If The Village Walls Could Talk

Author: 
Allison Spice, Student Journalist

Pink Floyd, Fleetwood Mac, Andrea Bocelli, John Mayer, and Taylor Swift are just five of the thousands of of the artists that have recorded at The Village Recording Studio and made it big. On July 19, 2012, GRAMMY Campers had a rare chance to take a tour around The Village Recording Studio. The smell of cinnamon candle was in the air as we all stood, amazed at what was before us. The building, which was built in the 1920's, used to be a Masonic Temple by the Freemasons. It was used for those purposes until Geordie Hormel (from the Hormel Food Corporation) bought the building and turned it into a recording studio with a meditation building for the Maharishi and The Beatles. The campers were surprisingly more excited about the Maharishi having been in the same room as them, rather than The Beatles.
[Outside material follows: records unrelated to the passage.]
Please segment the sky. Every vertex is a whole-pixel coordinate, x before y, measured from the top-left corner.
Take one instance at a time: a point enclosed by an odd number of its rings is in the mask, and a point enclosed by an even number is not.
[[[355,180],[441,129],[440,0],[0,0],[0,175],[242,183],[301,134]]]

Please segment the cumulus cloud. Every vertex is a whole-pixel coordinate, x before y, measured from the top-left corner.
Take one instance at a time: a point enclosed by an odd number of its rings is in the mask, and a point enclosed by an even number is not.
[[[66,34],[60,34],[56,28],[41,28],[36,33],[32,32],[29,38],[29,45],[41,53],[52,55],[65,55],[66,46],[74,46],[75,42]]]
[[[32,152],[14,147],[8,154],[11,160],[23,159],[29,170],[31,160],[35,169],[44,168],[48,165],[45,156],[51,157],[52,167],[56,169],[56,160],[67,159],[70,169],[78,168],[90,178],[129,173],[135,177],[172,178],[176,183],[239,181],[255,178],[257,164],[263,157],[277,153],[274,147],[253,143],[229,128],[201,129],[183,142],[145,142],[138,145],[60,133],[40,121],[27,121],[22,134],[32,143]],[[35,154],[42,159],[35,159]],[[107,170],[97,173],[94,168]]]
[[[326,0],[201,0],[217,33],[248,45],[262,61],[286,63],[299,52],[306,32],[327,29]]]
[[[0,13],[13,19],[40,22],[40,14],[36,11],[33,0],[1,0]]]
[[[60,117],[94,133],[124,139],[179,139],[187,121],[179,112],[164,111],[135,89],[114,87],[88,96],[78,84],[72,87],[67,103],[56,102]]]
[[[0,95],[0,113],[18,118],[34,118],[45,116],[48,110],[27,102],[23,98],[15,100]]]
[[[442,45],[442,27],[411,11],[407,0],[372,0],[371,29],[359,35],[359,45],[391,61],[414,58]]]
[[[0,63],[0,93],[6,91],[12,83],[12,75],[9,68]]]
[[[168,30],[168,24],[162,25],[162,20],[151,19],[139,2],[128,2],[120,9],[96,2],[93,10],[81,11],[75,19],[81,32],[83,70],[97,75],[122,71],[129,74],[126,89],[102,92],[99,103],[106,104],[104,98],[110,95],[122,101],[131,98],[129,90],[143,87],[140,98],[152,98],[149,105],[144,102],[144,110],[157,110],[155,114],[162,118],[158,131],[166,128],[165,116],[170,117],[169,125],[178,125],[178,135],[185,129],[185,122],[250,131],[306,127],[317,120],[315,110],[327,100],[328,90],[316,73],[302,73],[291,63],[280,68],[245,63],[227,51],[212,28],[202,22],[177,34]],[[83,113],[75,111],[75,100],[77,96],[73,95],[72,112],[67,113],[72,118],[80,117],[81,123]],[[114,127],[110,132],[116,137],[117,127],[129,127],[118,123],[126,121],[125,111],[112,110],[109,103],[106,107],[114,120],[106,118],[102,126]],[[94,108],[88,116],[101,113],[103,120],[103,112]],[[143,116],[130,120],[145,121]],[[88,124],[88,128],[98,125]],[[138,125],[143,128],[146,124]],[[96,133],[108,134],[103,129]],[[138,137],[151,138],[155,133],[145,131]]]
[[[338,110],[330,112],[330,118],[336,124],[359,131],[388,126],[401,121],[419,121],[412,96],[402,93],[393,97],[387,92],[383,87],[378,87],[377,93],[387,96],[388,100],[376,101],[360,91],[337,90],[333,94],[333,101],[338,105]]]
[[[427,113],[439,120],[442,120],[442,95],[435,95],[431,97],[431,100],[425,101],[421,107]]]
The first things that they saw yesterday were the all of the shiny, platinum records on the walls in the front room. These records ranged anywhere from All American Rejects to The Rolling Stones and Tom Petty and the Heartbreakers. After splitting into two groups, half of the students went with Tina Morris and the students went and saw a band who was recording for its new album. Morris, the Studio Manager, told us about the history of the building and all of the famous musicians and producers that have worked and walked through the same halls as us.

The Campers then got to tour the different studios where many platinum artists have recorded in the past. We sat in the same room where Lady Gaga recorded the platinum album Fame. On the third floor, the Campers saw the studio that was being built to the specifications of John Mayer and went into the studio where Ken Caillat, record producer and father of artist Colbie Caillat, met his wife.

The last stop on the trip was into a large ballroom area that will be used to record strings for tracks and the Freemasons used to have their initiations in. Now it will be used for the hit songs we will all hear in the future.

This was a spectacular trip for any person who was lucky enough to be there. It was full of so much history and music that it was hard not to just sit there and be awestruck and speechless. From the million-dollar mixing boards to Andrea Bocelli recording down the hall, it was something that most can only dream of seeing. We can only wait to see what else will come out of that studio.